TDWG 2016 ANNUAL CONFERENCE

Semi-Automatic Extraction of Plants Morphological Characters from Taxonomic Descriptions
Maria Mora, José Enrique Araya

Date: 2016-12-06 09:30 AM – 09:45 AM
Taxonomic literature keeps records of the planet's biodiversity and gives access to the knowledge needed for its sustainable management. Unfortunately, most of the taxonomic information is available in scientific publications in text format.  The amount of publications generated is very large; therefore to process it manually is a complex and very expensive activity.  The Biodiversity Heritage Library (BHL) estimates that there are more than 120 million of pages published in over 5.4 million of books since 1469, plus about 800,000 monographs and 40,000 journal titles (12,500 of these are current).

It is necessary to develop standards and software tools to extract, integrate, and publish this knowledge into existing free and open access repositories to support science, education, and biodiversity conservation.

In this talk, an algorithm based on computational linguistics techniques to extract structured information from morphological descriptions of plants written in Spanish is presented. The developed algorithm is based on the work of Dr.

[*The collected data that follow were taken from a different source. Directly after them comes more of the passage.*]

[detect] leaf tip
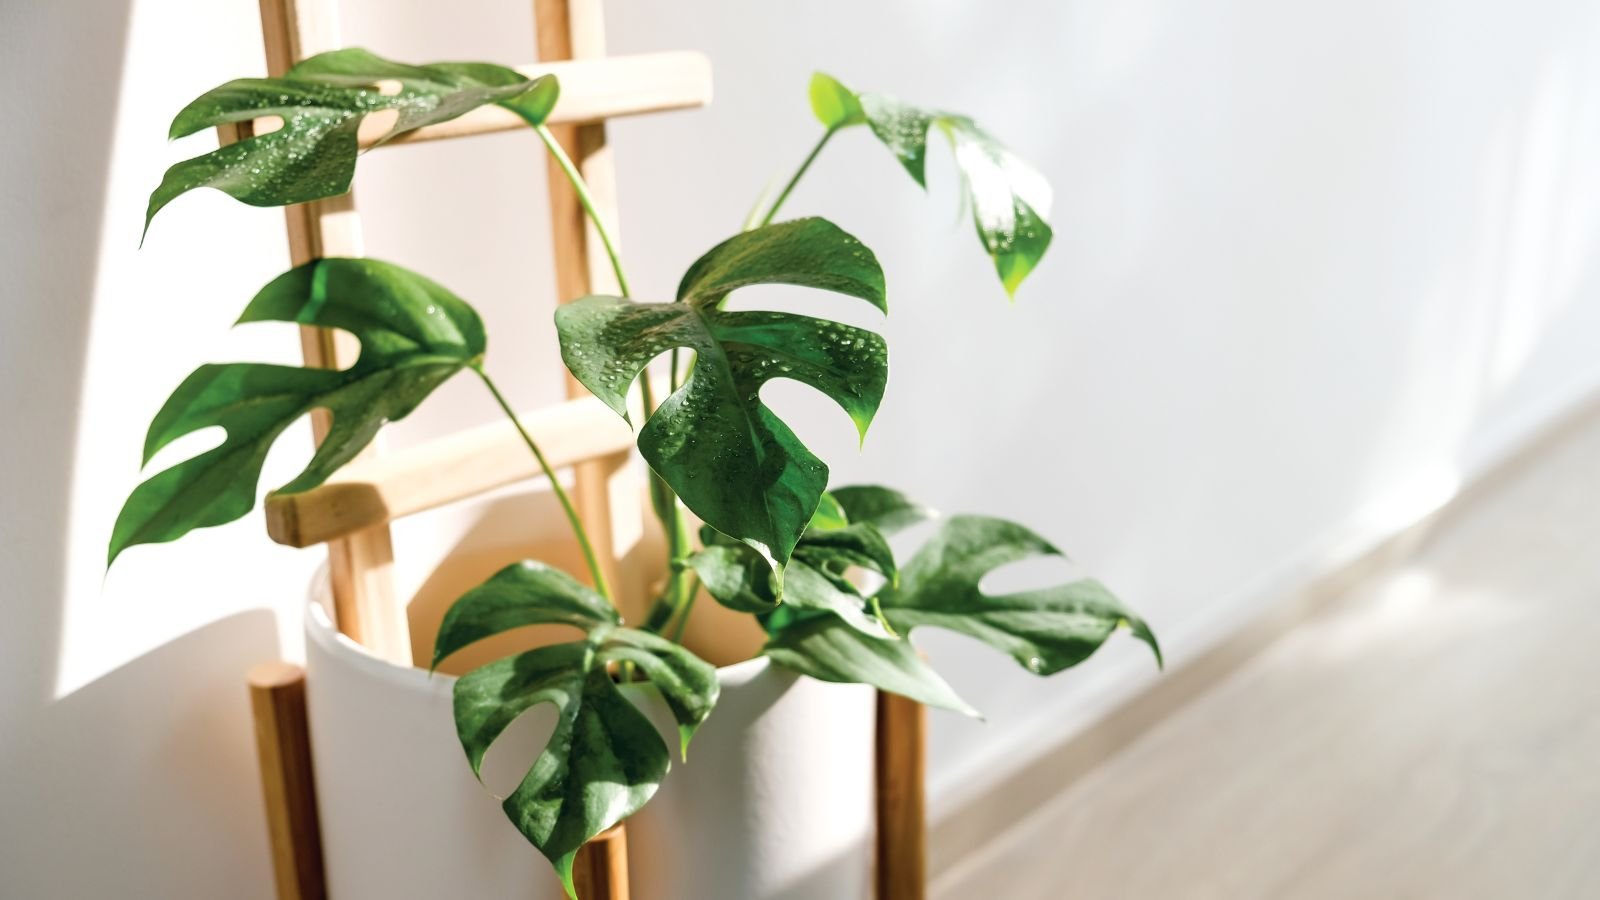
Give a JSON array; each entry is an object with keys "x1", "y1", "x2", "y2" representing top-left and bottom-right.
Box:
[{"x1": 555, "y1": 853, "x2": 579, "y2": 900}]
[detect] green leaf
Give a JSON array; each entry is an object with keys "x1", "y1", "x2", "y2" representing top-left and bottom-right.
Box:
[
  {"x1": 808, "y1": 71, "x2": 865, "y2": 129},
  {"x1": 453, "y1": 620, "x2": 717, "y2": 891},
  {"x1": 795, "y1": 521, "x2": 897, "y2": 584},
  {"x1": 805, "y1": 491, "x2": 850, "y2": 532},
  {"x1": 108, "y1": 258, "x2": 484, "y2": 565},
  {"x1": 689, "y1": 541, "x2": 889, "y2": 638},
  {"x1": 146, "y1": 48, "x2": 559, "y2": 233},
  {"x1": 830, "y1": 484, "x2": 937, "y2": 535},
  {"x1": 684, "y1": 545, "x2": 778, "y2": 614},
  {"x1": 433, "y1": 561, "x2": 620, "y2": 669},
  {"x1": 557, "y1": 218, "x2": 889, "y2": 572},
  {"x1": 763, "y1": 610, "x2": 977, "y2": 716},
  {"x1": 878, "y1": 515, "x2": 1162, "y2": 674},
  {"x1": 820, "y1": 77, "x2": 1054, "y2": 297}
]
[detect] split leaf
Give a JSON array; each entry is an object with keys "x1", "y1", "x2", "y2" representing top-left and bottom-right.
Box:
[
  {"x1": 557, "y1": 218, "x2": 888, "y2": 572},
  {"x1": 878, "y1": 515, "x2": 1162, "y2": 674},
  {"x1": 810, "y1": 73, "x2": 1053, "y2": 297},
  {"x1": 147, "y1": 48, "x2": 559, "y2": 232},
  {"x1": 108, "y1": 258, "x2": 484, "y2": 565},
  {"x1": 442, "y1": 562, "x2": 718, "y2": 899}
]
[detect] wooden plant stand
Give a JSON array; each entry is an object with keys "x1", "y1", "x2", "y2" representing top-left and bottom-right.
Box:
[{"x1": 230, "y1": 1, "x2": 928, "y2": 898}]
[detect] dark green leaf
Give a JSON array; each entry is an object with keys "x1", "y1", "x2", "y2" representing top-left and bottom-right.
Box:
[
  {"x1": 830, "y1": 484, "x2": 936, "y2": 535},
  {"x1": 762, "y1": 611, "x2": 976, "y2": 715},
  {"x1": 454, "y1": 620, "x2": 716, "y2": 898},
  {"x1": 878, "y1": 515, "x2": 1161, "y2": 674},
  {"x1": 808, "y1": 72, "x2": 865, "y2": 129},
  {"x1": 675, "y1": 217, "x2": 887, "y2": 313},
  {"x1": 684, "y1": 545, "x2": 778, "y2": 614},
  {"x1": 557, "y1": 218, "x2": 888, "y2": 572},
  {"x1": 432, "y1": 561, "x2": 619, "y2": 669},
  {"x1": 689, "y1": 541, "x2": 888, "y2": 638},
  {"x1": 794, "y1": 521, "x2": 897, "y2": 584},
  {"x1": 146, "y1": 48, "x2": 558, "y2": 232},
  {"x1": 109, "y1": 258, "x2": 484, "y2": 565},
  {"x1": 819, "y1": 76, "x2": 1054, "y2": 297}
]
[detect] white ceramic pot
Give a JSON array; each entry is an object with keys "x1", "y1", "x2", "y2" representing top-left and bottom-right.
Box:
[{"x1": 304, "y1": 581, "x2": 876, "y2": 900}]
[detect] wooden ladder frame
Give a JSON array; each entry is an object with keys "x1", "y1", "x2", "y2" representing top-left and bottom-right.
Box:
[{"x1": 230, "y1": 1, "x2": 928, "y2": 898}]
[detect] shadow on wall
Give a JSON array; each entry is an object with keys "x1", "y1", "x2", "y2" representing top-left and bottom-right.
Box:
[
  {"x1": 2, "y1": 4, "x2": 279, "y2": 899},
  {"x1": 0, "y1": 612, "x2": 281, "y2": 898}
]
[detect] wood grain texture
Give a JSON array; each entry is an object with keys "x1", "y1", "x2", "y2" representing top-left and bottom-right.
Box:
[
  {"x1": 573, "y1": 825, "x2": 630, "y2": 900},
  {"x1": 933, "y1": 403, "x2": 1600, "y2": 900},
  {"x1": 535, "y1": 0, "x2": 636, "y2": 633},
  {"x1": 877, "y1": 691, "x2": 927, "y2": 900},
  {"x1": 253, "y1": 0, "x2": 408, "y2": 664},
  {"x1": 249, "y1": 663, "x2": 326, "y2": 900},
  {"x1": 264, "y1": 394, "x2": 634, "y2": 548}
]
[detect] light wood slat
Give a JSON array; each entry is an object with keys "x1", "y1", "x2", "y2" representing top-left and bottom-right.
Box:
[
  {"x1": 877, "y1": 691, "x2": 927, "y2": 900},
  {"x1": 264, "y1": 394, "x2": 635, "y2": 549},
  {"x1": 537, "y1": 0, "x2": 636, "y2": 615},
  {"x1": 371, "y1": 52, "x2": 711, "y2": 147},
  {"x1": 249, "y1": 663, "x2": 327, "y2": 900},
  {"x1": 573, "y1": 826, "x2": 630, "y2": 900},
  {"x1": 238, "y1": 51, "x2": 712, "y2": 148},
  {"x1": 255, "y1": 0, "x2": 409, "y2": 664}
]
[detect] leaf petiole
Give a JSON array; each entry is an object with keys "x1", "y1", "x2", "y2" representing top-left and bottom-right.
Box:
[{"x1": 474, "y1": 364, "x2": 612, "y2": 602}]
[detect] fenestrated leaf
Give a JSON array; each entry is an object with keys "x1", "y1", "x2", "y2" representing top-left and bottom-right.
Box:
[
  {"x1": 432, "y1": 561, "x2": 619, "y2": 669},
  {"x1": 762, "y1": 610, "x2": 977, "y2": 716},
  {"x1": 146, "y1": 48, "x2": 559, "y2": 233},
  {"x1": 453, "y1": 622, "x2": 717, "y2": 897},
  {"x1": 108, "y1": 258, "x2": 484, "y2": 565},
  {"x1": 810, "y1": 73, "x2": 1053, "y2": 297},
  {"x1": 830, "y1": 484, "x2": 937, "y2": 535},
  {"x1": 557, "y1": 218, "x2": 888, "y2": 574},
  {"x1": 878, "y1": 515, "x2": 1162, "y2": 674}
]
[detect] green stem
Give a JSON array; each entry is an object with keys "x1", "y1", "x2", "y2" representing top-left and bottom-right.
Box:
[
  {"x1": 534, "y1": 123, "x2": 694, "y2": 633},
  {"x1": 475, "y1": 365, "x2": 612, "y2": 601},
  {"x1": 755, "y1": 126, "x2": 838, "y2": 230},
  {"x1": 666, "y1": 576, "x2": 701, "y2": 644},
  {"x1": 536, "y1": 125, "x2": 632, "y2": 298}
]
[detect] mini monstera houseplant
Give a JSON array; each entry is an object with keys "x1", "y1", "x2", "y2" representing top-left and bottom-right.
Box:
[{"x1": 112, "y1": 50, "x2": 1160, "y2": 899}]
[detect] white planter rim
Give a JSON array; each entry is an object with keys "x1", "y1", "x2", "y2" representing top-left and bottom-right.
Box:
[{"x1": 304, "y1": 576, "x2": 773, "y2": 689}]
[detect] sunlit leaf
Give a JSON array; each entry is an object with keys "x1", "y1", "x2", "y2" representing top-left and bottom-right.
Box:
[
  {"x1": 557, "y1": 218, "x2": 888, "y2": 573},
  {"x1": 146, "y1": 48, "x2": 559, "y2": 232},
  {"x1": 811, "y1": 73, "x2": 1054, "y2": 297},
  {"x1": 109, "y1": 258, "x2": 484, "y2": 565},
  {"x1": 878, "y1": 515, "x2": 1162, "y2": 674},
  {"x1": 762, "y1": 609, "x2": 976, "y2": 715},
  {"x1": 830, "y1": 483, "x2": 937, "y2": 535},
  {"x1": 442, "y1": 562, "x2": 718, "y2": 899}
]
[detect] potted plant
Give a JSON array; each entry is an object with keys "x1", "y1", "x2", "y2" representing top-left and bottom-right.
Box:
[{"x1": 112, "y1": 50, "x2": 1161, "y2": 899}]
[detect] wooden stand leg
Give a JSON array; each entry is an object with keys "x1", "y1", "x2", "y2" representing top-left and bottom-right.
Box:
[
  {"x1": 876, "y1": 691, "x2": 926, "y2": 900},
  {"x1": 250, "y1": 663, "x2": 327, "y2": 900},
  {"x1": 573, "y1": 825, "x2": 629, "y2": 900}
]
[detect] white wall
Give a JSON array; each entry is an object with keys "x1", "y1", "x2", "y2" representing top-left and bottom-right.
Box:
[{"x1": 4, "y1": 0, "x2": 1600, "y2": 896}]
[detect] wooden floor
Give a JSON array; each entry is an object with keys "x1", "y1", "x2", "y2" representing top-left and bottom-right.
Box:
[{"x1": 936, "y1": 411, "x2": 1600, "y2": 900}]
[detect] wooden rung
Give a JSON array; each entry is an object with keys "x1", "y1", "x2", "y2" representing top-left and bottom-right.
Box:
[
  {"x1": 250, "y1": 662, "x2": 326, "y2": 900},
  {"x1": 237, "y1": 51, "x2": 711, "y2": 149},
  {"x1": 265, "y1": 393, "x2": 634, "y2": 548}
]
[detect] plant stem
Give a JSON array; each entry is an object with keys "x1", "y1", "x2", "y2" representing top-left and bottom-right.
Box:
[
  {"x1": 534, "y1": 123, "x2": 694, "y2": 632},
  {"x1": 535, "y1": 125, "x2": 632, "y2": 298},
  {"x1": 475, "y1": 365, "x2": 612, "y2": 601},
  {"x1": 755, "y1": 126, "x2": 838, "y2": 229}
]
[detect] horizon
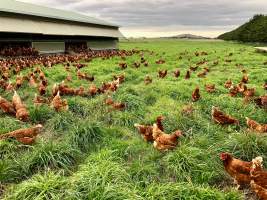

Hong Cui (University of Arizona), uses semantic analysis, ontologies, and a repository of knowledge acquired from the same descriptions. The algorithm was applied to the book Trees of Costa Rica Volume III and to a subset of descriptions of the Manual of Plants of Costa Rica with very competitive results (more than 94.1% of average performance).   The system receives the morphological descriptions in tabular format and generates XML documents according to the scheme proposed by Dr. Cui (available at https://github.com/biosemantics/schemas/blob/master/semanticMarkupOutput.xsd). The scheme allows documenting structures, characters, and relations between characters and structures. Each extracted object is documented with attributes like name, value, modifiers, restrictions, ontology term id, among other attributes.

The implemented tool is free software, was developed using Java, and integrates existing technology as FreeLing, the Plant Ontology (PO), the Ontology Term Organizer (OTO), and the Flora Mesoamericana English-Spanish Glossary.